Report confidence intervals. A point estimate of ω² = .12 [.01, .28] tells the reader: “The effect is likely real, but could be trivial or large.” That’s honest science.
For pairwise comparisons: Cohen’s d with Hedges’ g correction (for small samples). Worth adding: report the CI. Always.
Reporting Checklist (APA-Style, But Better)
Don’t just say: *“ANOVA was significant, F(2, 87) = 4.Which means 32, p = . 016.
Say:
“We conducted a one-way ANOVA to compare [outcome] across three [groups]. Practically speaking, 12, 1. 6], g = 0.016, ω² = .15]. Which means 18), nor B from C (p = . Also, 07 [. Think about it: 2, 95% CI [0. The omnibus test was significant, F(2, 87) = 4.84, p = .That said, 11]), but not from Group B (p = . 8, 7.In real terms, 98, p = . Worth adding: assumptions were evaluated: residuals were approximately normal (Shapiro-Wilk W = . Practically speaking, 32, p = . That said, 01, . Now, post-hoc pairwise comparisons using Tukey’s HSD revealed that Group A differed from Group C (Mdiff = 4. 12; Q-Q plot showed minor lower-tail deviation), and variances were homogeneous (Levene’s F(2, 87) = 1.Plus, 16). 62 [0.41).
using Welch’s ANOVA yielded substantively identical conclusions (F(2, 61.On top of that, 28, p = . 3) = 4.019), supporting the robustness of our findings Worth keeping that in mind. Practical, not theoretical..
Beyond the P-Value: A Practical Philosophy
The goal isn’t to chase p < .In practice, 05. It’s to understand your data and communicate uncertainty honestly.
- Significance ≠ importance. A tiny effect can be significant with enough n.
- Non-significance ≠ absence of effect. Low power? Small n? Report what you found.

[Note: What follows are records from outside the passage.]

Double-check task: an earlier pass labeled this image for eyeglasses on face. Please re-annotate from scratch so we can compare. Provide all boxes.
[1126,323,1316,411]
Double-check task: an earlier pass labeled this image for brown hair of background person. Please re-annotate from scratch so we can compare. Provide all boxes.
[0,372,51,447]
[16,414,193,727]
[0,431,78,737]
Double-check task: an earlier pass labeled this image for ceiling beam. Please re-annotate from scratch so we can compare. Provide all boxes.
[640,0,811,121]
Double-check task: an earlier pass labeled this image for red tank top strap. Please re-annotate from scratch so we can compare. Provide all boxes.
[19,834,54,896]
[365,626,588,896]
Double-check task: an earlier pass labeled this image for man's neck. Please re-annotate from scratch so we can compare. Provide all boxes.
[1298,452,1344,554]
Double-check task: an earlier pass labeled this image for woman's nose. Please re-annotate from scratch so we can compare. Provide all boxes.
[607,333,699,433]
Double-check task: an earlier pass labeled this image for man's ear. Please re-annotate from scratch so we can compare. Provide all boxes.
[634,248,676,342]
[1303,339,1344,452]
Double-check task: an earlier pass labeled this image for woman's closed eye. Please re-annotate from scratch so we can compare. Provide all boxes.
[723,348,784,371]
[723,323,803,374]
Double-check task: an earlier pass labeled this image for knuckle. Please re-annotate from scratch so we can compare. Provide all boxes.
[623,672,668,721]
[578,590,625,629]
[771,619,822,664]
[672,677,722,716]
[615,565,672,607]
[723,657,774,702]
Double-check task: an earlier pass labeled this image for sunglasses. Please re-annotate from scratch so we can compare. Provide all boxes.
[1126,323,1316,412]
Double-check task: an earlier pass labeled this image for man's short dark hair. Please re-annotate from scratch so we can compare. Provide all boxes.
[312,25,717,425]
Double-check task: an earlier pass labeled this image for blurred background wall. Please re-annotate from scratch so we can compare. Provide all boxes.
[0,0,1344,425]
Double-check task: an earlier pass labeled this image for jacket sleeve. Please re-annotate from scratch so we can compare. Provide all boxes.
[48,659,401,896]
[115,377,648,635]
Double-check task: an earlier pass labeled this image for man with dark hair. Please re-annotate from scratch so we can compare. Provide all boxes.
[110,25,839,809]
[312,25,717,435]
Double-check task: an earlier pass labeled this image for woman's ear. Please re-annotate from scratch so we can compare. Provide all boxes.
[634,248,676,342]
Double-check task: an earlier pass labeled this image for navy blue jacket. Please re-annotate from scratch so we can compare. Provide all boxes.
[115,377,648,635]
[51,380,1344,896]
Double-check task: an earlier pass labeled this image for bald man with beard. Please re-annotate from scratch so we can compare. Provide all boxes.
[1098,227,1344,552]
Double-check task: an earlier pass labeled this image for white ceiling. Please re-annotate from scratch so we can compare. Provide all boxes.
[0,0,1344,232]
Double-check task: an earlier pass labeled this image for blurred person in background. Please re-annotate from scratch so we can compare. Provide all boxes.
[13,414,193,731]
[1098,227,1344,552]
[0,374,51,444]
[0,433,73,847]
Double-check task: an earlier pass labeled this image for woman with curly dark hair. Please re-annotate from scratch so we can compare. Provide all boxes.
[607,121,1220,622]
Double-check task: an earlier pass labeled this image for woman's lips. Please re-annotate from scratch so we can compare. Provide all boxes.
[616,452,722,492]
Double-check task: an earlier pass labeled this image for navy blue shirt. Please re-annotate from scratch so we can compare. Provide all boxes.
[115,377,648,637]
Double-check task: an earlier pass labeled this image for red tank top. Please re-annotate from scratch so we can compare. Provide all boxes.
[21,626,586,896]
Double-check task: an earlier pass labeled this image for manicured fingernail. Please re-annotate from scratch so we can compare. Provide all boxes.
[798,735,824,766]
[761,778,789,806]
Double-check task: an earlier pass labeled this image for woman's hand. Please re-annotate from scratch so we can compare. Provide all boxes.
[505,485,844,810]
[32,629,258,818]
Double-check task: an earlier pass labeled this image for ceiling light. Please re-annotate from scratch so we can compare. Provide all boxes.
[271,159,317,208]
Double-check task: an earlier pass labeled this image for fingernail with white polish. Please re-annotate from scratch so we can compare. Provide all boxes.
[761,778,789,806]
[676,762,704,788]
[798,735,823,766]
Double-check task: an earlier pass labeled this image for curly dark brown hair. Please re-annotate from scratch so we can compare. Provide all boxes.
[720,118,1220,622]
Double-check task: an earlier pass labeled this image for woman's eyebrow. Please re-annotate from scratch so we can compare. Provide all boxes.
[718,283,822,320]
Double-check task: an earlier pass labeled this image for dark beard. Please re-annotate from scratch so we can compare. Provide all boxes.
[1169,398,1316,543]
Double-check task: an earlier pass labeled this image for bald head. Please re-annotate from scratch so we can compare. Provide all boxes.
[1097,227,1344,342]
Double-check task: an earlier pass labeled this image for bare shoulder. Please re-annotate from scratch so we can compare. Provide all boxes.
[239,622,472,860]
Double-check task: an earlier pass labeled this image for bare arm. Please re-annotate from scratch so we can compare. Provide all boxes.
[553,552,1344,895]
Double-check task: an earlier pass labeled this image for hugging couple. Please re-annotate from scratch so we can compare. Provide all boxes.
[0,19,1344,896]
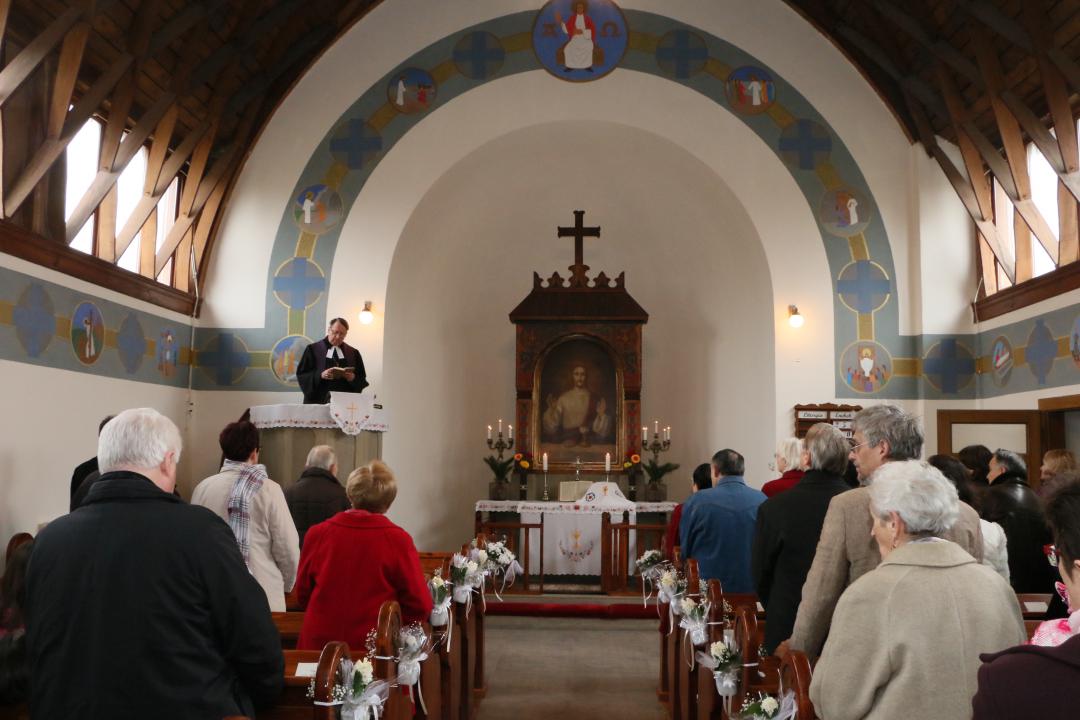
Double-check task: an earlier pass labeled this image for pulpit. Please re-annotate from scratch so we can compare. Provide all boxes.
[249,393,389,488]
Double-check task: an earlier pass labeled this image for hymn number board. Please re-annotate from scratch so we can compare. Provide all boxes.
[795,403,863,438]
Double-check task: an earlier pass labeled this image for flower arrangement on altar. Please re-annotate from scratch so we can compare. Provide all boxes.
[514,452,532,470]
[735,692,795,720]
[428,569,450,627]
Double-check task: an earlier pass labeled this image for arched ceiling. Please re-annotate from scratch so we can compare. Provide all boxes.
[0,0,1080,311]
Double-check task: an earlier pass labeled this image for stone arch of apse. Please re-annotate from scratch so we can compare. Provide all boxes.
[197,11,898,396]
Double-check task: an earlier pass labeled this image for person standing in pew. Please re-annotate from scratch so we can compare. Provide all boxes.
[810,460,1028,720]
[296,460,432,650]
[25,408,285,720]
[191,420,300,612]
[777,405,983,657]
[753,422,849,654]
[285,445,349,548]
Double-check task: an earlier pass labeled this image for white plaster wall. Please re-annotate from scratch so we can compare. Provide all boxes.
[383,121,774,548]
[0,361,190,557]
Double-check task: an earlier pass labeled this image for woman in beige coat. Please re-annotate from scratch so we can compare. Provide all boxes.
[810,460,1026,720]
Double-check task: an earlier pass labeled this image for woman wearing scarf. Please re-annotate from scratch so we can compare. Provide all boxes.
[191,420,300,612]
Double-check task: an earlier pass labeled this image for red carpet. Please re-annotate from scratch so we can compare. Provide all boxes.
[487,600,658,620]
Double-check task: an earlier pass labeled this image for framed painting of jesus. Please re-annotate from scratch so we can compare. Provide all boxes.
[532,335,622,466]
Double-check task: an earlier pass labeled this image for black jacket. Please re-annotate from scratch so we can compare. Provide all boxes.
[982,473,1057,593]
[753,470,851,654]
[285,467,351,546]
[26,472,284,720]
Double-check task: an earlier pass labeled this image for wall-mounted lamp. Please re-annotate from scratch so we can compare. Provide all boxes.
[360,300,375,325]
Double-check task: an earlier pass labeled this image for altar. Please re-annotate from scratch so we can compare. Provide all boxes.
[248,393,390,488]
[476,500,676,589]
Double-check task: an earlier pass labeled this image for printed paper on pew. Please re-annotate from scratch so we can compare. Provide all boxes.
[296,663,319,678]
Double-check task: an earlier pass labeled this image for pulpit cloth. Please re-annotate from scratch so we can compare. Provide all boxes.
[476,500,676,575]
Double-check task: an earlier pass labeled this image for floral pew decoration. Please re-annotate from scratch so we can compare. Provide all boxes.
[734,691,796,720]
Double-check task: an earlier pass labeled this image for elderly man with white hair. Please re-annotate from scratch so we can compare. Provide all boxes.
[26,408,284,720]
[810,460,1026,720]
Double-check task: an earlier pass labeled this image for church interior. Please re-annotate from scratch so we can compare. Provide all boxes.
[0,0,1080,720]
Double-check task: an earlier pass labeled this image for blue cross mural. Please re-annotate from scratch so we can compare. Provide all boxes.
[454,31,507,80]
[836,260,891,313]
[12,283,56,357]
[117,313,146,373]
[198,332,252,385]
[657,30,708,80]
[273,258,326,310]
[330,118,382,169]
[780,120,833,169]
[922,338,975,393]
[1024,318,1057,385]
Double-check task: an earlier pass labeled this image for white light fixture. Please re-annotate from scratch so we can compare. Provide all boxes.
[360,300,375,325]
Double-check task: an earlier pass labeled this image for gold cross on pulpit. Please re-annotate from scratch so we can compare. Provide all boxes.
[558,210,600,287]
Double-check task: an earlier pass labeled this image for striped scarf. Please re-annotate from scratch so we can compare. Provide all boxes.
[221,460,269,571]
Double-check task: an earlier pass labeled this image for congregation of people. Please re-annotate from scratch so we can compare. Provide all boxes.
[0,405,1080,720]
[667,405,1080,720]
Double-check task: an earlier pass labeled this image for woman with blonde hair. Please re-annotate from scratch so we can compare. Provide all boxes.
[296,460,432,650]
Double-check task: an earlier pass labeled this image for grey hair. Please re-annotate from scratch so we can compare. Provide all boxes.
[869,460,960,536]
[777,437,802,470]
[851,405,922,460]
[303,445,337,470]
[994,448,1027,477]
[804,422,851,475]
[97,408,184,474]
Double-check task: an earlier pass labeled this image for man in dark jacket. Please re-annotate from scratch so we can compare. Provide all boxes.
[752,422,850,654]
[26,408,284,720]
[285,445,350,547]
[982,449,1056,593]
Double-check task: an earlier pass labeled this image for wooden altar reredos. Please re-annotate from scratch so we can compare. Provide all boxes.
[510,210,649,473]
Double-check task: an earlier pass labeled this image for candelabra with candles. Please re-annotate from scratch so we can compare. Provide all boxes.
[487,418,514,460]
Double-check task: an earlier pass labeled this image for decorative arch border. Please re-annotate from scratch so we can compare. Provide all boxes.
[194,10,936,398]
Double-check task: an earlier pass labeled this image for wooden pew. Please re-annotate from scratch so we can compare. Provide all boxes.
[780,650,818,720]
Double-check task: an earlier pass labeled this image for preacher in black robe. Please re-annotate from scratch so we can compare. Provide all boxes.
[296,318,367,405]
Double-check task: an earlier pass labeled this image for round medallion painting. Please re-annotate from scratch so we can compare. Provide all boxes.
[532,0,629,82]
[387,68,437,114]
[818,188,873,237]
[270,335,311,385]
[990,335,1013,388]
[724,65,777,114]
[71,302,105,365]
[840,340,892,393]
[293,185,342,234]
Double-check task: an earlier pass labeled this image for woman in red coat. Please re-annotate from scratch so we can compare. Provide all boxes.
[296,460,432,650]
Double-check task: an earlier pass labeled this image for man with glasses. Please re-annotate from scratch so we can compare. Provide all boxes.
[777,405,983,655]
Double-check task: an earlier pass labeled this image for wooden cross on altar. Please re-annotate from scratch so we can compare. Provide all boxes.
[558,210,600,287]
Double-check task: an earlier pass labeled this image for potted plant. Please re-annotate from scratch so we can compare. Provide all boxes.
[643,458,678,502]
[484,456,514,500]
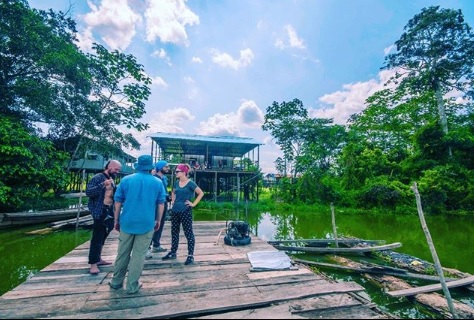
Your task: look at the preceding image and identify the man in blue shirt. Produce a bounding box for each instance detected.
[109,155,166,294]
[146,160,171,259]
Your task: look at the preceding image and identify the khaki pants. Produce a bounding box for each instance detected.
[111,229,153,293]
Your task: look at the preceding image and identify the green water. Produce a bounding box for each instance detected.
[0,210,474,319]
[0,225,91,295]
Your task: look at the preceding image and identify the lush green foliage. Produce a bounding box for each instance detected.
[0,0,151,209]
[0,116,67,212]
[262,7,474,213]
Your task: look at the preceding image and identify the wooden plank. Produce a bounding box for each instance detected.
[267,239,385,245]
[274,242,402,253]
[294,258,462,281]
[0,222,388,319]
[387,276,474,297]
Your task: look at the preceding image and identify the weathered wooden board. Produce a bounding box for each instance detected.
[0,222,384,319]
[387,276,474,297]
[273,242,402,253]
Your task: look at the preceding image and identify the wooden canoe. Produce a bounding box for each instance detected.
[0,206,89,228]
[273,242,402,253]
[268,238,385,247]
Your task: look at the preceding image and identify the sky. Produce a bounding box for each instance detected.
[29,0,474,173]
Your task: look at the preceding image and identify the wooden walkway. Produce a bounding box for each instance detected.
[0,222,390,319]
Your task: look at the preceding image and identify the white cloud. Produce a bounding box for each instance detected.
[383,44,397,56]
[198,112,241,137]
[237,100,264,128]
[285,25,305,49]
[191,57,202,63]
[212,48,254,70]
[151,77,168,88]
[309,70,395,124]
[151,48,172,66]
[145,0,199,46]
[275,25,306,50]
[82,0,142,50]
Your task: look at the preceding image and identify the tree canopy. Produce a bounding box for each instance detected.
[0,0,151,212]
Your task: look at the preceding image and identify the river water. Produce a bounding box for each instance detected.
[0,210,474,319]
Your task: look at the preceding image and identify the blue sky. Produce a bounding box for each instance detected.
[29,0,474,173]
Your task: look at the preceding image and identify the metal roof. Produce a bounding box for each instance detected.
[149,132,263,158]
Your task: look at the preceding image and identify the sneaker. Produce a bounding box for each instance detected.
[109,281,123,290]
[184,256,194,266]
[161,252,176,260]
[151,246,168,252]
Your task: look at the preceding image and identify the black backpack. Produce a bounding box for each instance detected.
[224,221,250,246]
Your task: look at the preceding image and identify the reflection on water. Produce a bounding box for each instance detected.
[0,209,474,319]
[0,225,90,295]
[197,210,474,319]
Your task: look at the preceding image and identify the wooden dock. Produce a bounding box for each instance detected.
[0,222,391,319]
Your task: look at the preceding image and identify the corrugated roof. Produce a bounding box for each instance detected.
[149,132,263,158]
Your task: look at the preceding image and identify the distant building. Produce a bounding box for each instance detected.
[149,132,263,202]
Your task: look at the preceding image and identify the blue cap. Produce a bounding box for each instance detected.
[155,160,168,171]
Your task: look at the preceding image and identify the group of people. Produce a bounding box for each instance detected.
[86,155,204,294]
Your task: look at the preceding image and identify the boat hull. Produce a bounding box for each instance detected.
[273,242,402,253]
[0,208,89,228]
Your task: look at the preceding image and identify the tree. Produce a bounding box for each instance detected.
[262,99,308,178]
[54,44,151,169]
[0,115,67,212]
[0,0,90,124]
[382,6,474,138]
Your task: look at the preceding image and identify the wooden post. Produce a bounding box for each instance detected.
[331,202,339,248]
[76,169,86,229]
[412,182,456,319]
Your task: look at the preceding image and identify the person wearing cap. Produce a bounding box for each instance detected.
[146,160,171,259]
[109,155,166,294]
[162,163,204,265]
[86,160,122,275]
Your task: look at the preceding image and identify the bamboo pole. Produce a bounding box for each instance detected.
[412,182,456,319]
[76,169,86,230]
[331,202,339,248]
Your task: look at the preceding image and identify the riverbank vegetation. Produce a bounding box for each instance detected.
[0,0,474,214]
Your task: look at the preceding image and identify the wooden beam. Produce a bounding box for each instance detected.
[387,276,474,297]
[293,258,457,281]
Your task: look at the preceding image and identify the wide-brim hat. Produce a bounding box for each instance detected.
[155,160,168,171]
[133,155,154,171]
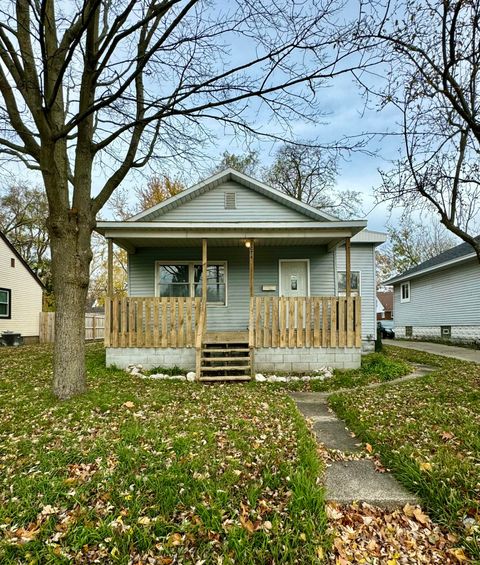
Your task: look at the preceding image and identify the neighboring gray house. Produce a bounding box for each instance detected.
[97,169,385,380]
[385,237,480,342]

- Pre-register when possible. It forces clarity and reduces post-hoc rationalization.
- Embrace equivalence testing when appropriate. “We found no evidence of a difference” is weak. “We found evidence of equivalence” is stronger.
The Human Element: Storytelling with Data
Numbers don’t lie—but they do need context.
When you report:
“Group A (M = 12.7, SD = 4.Consider this: 1) outperformed Group B (M = 9. 4, SD = 3.Worth adding: 67, p = . 2), t(38) = 2.85 [0.012, g = 0.24, 1.
you’re not just reporting stats—you’re inviting interpretation. Add a sentence:
“This difference, while statistically significant, may not be meaningful in practical terms given the variability in performance and the modest sample size.”
That’s transparency. That’s science The details matter here..
Final Thoughts: Be Rigorous, Be Honest, Be Helpful
Statistics are tools, not oracles. They help you manage uncertainty—but only if used thoughtfully.
- Check assumptions.
- Choose methods that fit your data, not the other way around.
- Report effect sizes and uncertainty.
- Be open about limitations.
- When in doubt, run multiple analyses and compare.
Because at the end of the day, your job isn’t to prove a hypothesis. It’s to reduce uncertainty—one honest analysis at a time.
In summary: There is no single “best” test. There is only the best test for your data. Choose wisely. Report fully. Think critically.